On the way to the parking lot at the eastern edge of Brandberg, the trachydacite dykes can be seen to the N of the road, forming smooth dark hills weathered out of the older Damaran granites. Small roadside outcrops are present near the contact of the Brandberg massif. The trachydacite is a gray porphyritic rock with plagioclase phenocrysts up to 3 cm in length. The mafic mineral assemblage comprises pyroxene and hornblende, set in a fine-grained matrix of intergrown K-feldspar and quartz. Dolerite dyke swarms which cut the Damaran granites are also present close to the road. The dark, highly altered holocrystalline dolerites have a fibrous texture of plagioclase and contain relics of decomposed olivine phenocrysts. Similar dolerite dykes cutting the Brandberg granite have been described from the interior of the massif in the Tsisab Gorge and Bushman Valley (Diehl, 1990).
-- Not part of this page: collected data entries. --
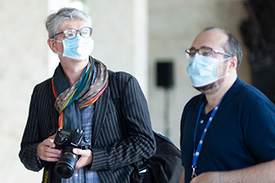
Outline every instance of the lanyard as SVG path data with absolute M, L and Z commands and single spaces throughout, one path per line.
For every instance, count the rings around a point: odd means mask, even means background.
M 201 115 L 201 112 L 202 112 L 202 109 L 204 108 L 204 105 L 205 105 L 205 102 L 204 101 L 202 103 L 202 105 L 200 106 L 200 110 L 199 110 L 199 113 L 198 113 L 198 116 L 197 116 L 197 121 L 196 121 L 196 126 L 195 126 L 195 131 L 194 131 L 194 148 L 193 148 L 193 161 L 192 161 L 192 175 L 191 175 L 191 178 L 193 179 L 194 177 L 197 176 L 196 174 L 196 168 L 197 168 L 197 162 L 198 162 L 198 158 L 199 158 L 199 155 L 200 155 L 200 152 L 201 152 L 201 147 L 202 147 L 202 144 L 203 144 L 203 141 L 204 141 L 204 138 L 205 138 L 205 135 L 206 135 L 206 132 L 220 106 L 220 103 L 213 109 L 209 119 L 208 119 L 208 122 L 202 132 L 202 135 L 201 135 L 201 138 L 200 138 L 200 141 L 197 145 L 197 148 L 196 147 L 196 136 L 197 136 L 197 128 L 198 128 L 198 124 L 199 124 L 199 120 L 200 120 L 200 115 Z

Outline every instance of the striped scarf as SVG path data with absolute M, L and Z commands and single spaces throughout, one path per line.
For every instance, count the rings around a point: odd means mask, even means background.
M 108 86 L 106 66 L 92 57 L 83 69 L 79 80 L 70 86 L 61 65 L 52 77 L 52 90 L 59 112 L 58 128 L 72 131 L 81 129 L 80 109 L 92 105 Z

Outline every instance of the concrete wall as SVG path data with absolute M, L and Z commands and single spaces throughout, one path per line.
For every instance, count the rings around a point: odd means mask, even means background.
M 93 18 L 93 56 L 138 78 L 148 93 L 147 0 L 86 1 Z
M 29 182 L 30 177 L 40 177 L 23 167 L 18 152 L 32 88 L 47 74 L 46 14 L 46 1 L 0 3 L 0 182 L 3 183 Z
M 170 137 L 179 146 L 183 106 L 197 94 L 185 73 L 184 50 L 201 29 L 210 25 L 224 27 L 240 40 L 239 24 L 246 16 L 242 3 L 243 0 L 89 0 L 88 10 L 94 20 L 93 55 L 110 69 L 127 71 L 138 78 L 149 102 L 153 128 L 163 133 L 165 92 L 155 85 L 155 63 L 167 58 L 174 61 L 169 122 Z M 47 1 L 0 3 L 0 182 L 41 180 L 41 172 L 24 168 L 18 152 L 32 89 L 53 74 L 44 27 L 48 12 Z M 246 60 L 240 77 L 250 82 Z

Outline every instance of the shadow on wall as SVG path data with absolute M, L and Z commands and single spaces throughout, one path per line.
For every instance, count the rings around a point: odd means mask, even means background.
M 249 19 L 240 29 L 249 49 L 252 85 L 275 103 L 275 1 L 249 0 L 245 6 Z

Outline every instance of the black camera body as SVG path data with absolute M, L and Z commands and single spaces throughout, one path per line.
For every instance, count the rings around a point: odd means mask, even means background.
M 79 155 L 72 152 L 73 148 L 90 149 L 91 145 L 83 134 L 83 130 L 80 129 L 75 129 L 71 132 L 58 129 L 54 143 L 56 149 L 63 150 L 54 171 L 61 178 L 70 178 L 79 159 Z

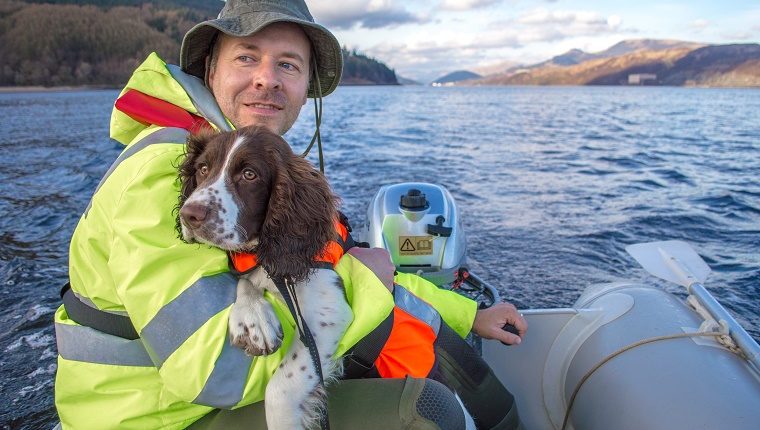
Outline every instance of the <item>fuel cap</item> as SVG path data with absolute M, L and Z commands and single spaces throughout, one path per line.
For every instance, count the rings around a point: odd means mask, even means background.
M 427 209 L 430 205 L 425 194 L 422 194 L 418 189 L 411 188 L 406 194 L 401 196 L 401 207 L 409 211 L 421 211 Z

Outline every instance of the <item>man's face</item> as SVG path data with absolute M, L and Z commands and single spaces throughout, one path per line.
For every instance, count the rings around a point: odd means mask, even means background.
M 248 37 L 221 34 L 208 83 L 235 128 L 290 130 L 309 89 L 309 39 L 292 23 L 270 24 Z

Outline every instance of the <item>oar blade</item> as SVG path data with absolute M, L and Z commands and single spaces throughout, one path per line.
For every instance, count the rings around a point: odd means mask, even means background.
M 700 283 L 710 274 L 710 266 L 702 260 L 688 243 L 680 240 L 637 243 L 625 247 L 625 250 L 649 273 L 667 281 L 688 286 L 684 274 L 674 269 L 673 258 L 688 269 Z

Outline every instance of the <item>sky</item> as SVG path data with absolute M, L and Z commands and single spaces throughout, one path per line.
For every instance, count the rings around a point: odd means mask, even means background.
M 630 39 L 760 41 L 757 0 L 306 0 L 341 45 L 428 83 Z M 503 67 L 503 68 L 506 68 Z

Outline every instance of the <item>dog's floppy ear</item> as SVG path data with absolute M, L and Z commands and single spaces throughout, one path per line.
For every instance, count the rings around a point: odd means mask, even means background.
M 179 218 L 179 210 L 190 194 L 198 187 L 198 181 L 195 179 L 195 161 L 206 149 L 208 142 L 219 135 L 219 132 L 210 128 L 201 128 L 197 133 L 191 133 L 187 136 L 185 143 L 185 159 L 179 165 L 179 202 L 175 208 L 177 213 L 176 230 L 179 237 L 182 238 L 182 223 Z
M 272 193 L 257 254 L 270 277 L 298 282 L 308 277 L 311 262 L 335 239 L 338 200 L 324 175 L 282 144 L 285 150 L 268 149 L 280 160 L 273 163 Z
The interior of the Tsisab Gorge is filled with debris, which carries huge granite boulders up to 3 m in diameter. The higher flanks of the gorge display well exposed surfaces of granite polished by erosion. At the lower flanks, multiple stages of onion-skin weathering typical for granites can be observed.
Along the southern margin of the Brandberg along the road to the defunct Brandberg West Mine, one can find highly altered pyrophyllite bearing Karoo siltstones within the Brandberg metamorphic aureole, which are locally quarried and manufactured into ornaments.
Ecological variety of rare and remarkable plant species that live in isolation at high altitudes; large variety of animal life due to the numerous water sources, rare birds and insects. Harald Pager discovered and recorded more than 1,000 sites with rock art and 43,000 individual pictures, including the famous "White Lady", which is fenced.
.Brief History
About 130 million years ago volcanic activity pushed through the earth’s crust causing an up-doming of the overlaying rocks, the eventual breakthrough and resultant collapse caused the formation, following 100 million years over 1000m of the mountain and its surroundings eroded away leaving only the granite core, the brandberg mountain. Remnants of the lava plateau can still be seen. The name describes the lighting effect of the sunrise and sunset on the mountain. The archaeology of the Brandberg has been the subject of serious research for more than eighty years. Detailed surveys of the rock art have recorded more than 1000 sites, some with a hundred or more individual paintings. Although the most famous site, the Maack or “White Lady” Shelter, has given rise to several fanciful interpretations, systematic excavations in other parts of the mountain show that the area was inhabited by hunter-gatherer communities until the first appearance of nomadic livestock farming about 1000 years ago. Small bands of hunters evidently lived in the upper parts of the mountain during the dry season when little water or food could be obtained in the surrounding desert. The structural geology of the mountain, with its well-developed sheet joints, provides many small aquifers and where these emerge, rock painting sites are never far away. In the rock art of Brandberg, human figures comprise more than 40% of the images and among the many animal species depicted giraffe are often the most numerous. Few of the animals featured in the paintings are represented in bones recovered from archaeological excavations. Indeed, very few of the species in the paintings actually occur on the mountain itself which is far too rugged for most of them to ascend. This and other evidence, such as artifacts of crystalline quartz, marine shells and some metal objects, suggests that the people who inhabited the Brandberg also inhabited a far wider area. A clearer pattern of movement arose with the development of pastoralism when stock camps were established at remote waterholes and the herds were pastured far into the Namib Desert after the summer rain. In the dry season, however, pastoral communities would retreat to the upper Brandberg with its reliable waterholes and nutritious pastures, usually camping in the same places as their hunter-gatherer predecessors.